GPT-3, the latest technology in the AI world, has generated a lot of hype as being the best at content creation with a language structure compared to other technologies
The new addition to the AI world, GPT-3, has resulted in high excitement in the enterprise world. The tech is touted to be the latest AI that is better than any existing tech at creating content with a language structure. It includes both machine and human language. OpenAI created the tech and is described to be the most useful and important innovation in AI since the start.
Understanding the technology
Generative Pre-Trained Transformer 3 is the third version of the tool. It functions by generating text via algorithms that are pre-trained. The tool has data that it needs for carrying out the tasks already in it.
It has been input with nearly 570GB of test data, as an accessible dataset – CommonCrawl.
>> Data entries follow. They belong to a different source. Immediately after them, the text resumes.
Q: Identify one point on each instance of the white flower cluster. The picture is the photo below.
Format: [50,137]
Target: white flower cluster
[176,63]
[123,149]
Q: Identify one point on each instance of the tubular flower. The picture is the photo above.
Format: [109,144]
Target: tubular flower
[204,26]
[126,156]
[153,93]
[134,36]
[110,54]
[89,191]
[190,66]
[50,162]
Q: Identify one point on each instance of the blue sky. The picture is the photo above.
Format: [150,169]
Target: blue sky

It also additional texts collected by OpenAI, which includes Wikipedia texts. CIOs say that the tool is the biggest artificial neural network created developed till date, capable of providing the most relevant answer for any query posted to it..
Features of the tool and benefits to the enterprise
GPT-3 can write essays, translate languages, memos taking, create computer code, answer questions, and summarize long texts. The tool is quite revolutionary is expected to be useful and usable in the long-run.
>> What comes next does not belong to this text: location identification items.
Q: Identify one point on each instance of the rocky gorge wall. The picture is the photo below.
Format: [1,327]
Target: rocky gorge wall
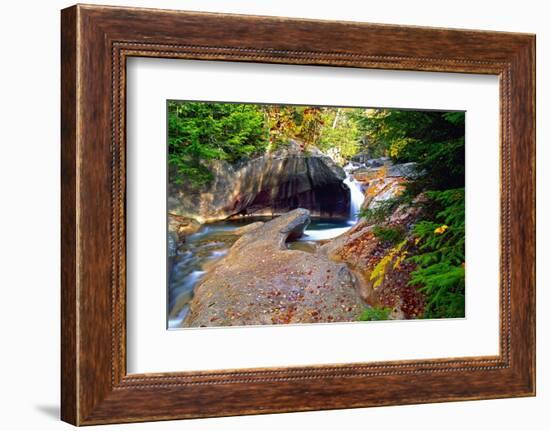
[272,184]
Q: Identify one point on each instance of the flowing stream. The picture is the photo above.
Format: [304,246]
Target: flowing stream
[213,241]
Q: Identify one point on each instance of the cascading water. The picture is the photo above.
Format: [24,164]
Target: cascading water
[356,194]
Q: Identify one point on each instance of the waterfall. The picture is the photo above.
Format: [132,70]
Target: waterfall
[356,194]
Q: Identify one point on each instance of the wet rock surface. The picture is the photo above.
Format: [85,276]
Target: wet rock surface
[261,281]
[269,185]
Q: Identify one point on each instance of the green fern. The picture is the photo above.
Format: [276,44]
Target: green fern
[440,274]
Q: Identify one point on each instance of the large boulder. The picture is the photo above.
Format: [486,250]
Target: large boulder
[272,184]
[261,281]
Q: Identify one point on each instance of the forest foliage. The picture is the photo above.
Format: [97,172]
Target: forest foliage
[201,132]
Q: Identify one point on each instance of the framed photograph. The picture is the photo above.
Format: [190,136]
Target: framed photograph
[264,214]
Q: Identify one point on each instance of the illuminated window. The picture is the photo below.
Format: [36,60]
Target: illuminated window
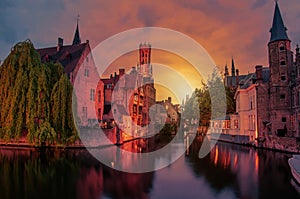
[282,63]
[283,119]
[86,72]
[281,48]
[92,95]
[236,124]
[99,96]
It will have a significant impact on apps and software development process in the future. The code is yet to be disclosed to the general public and is accessible to only certain developers via an API maintained exclusively by the OpenAI.
Enterprise leaders say that the tool fits well within the broad segments of AI applications and is a language prediction model. It is an algorithmic architecture created to use the input piece of language and convert it into a format that the tool forecasts to be the most useful piece of language for the end-user.
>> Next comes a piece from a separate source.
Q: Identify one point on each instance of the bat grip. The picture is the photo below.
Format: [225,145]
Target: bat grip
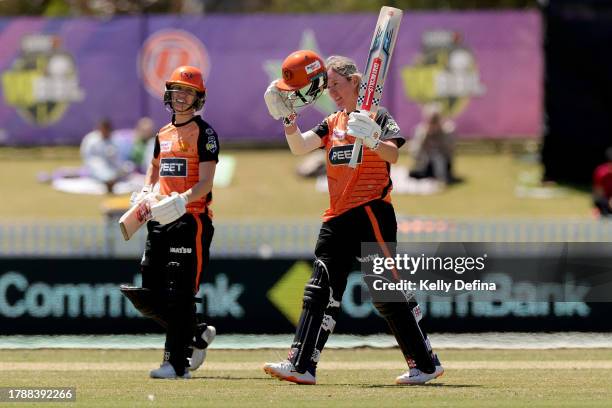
[355,153]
This is possible via the training analysis carried out on the massive volume of text implemented to pre-train it. Compared to previous algorithms that are not trained in their raw stage, OpenAI has used a huge volume of compute resources required for GPT-3 to analyze how languages are structured and work.
Some drawbacks of the tool
While CIOs are excited about GPT-3’s capability to produce languages, they are still wary about a few points. The biggest challenge is that it is quite expensive for small to medium enterprises. The cost is mainly due to the high level of compute power required to carry out its tasks.
The tool functions as a black-box or closed system but its complete official working details are yet to be announced by OpenAI. Organizations looking forward to implementing the tool to generate resolutions or create products for them are quite unsure about its true algorithm.
Output can still be perfected further. GPT-3 can easily handle the creation of basic applications or short texts but produces less than useful output/ gibberish when asked for complex applications or longer texts.
Enterprise leaders agree that these disadvantages will be handled with time, as price reductions happen in compute power, AI platforms get standardized, and algorithms are being fine-tuned and streamlined to handle higher data volumes. The tool is leap-years ahead of what has been implemented in the AI world currently.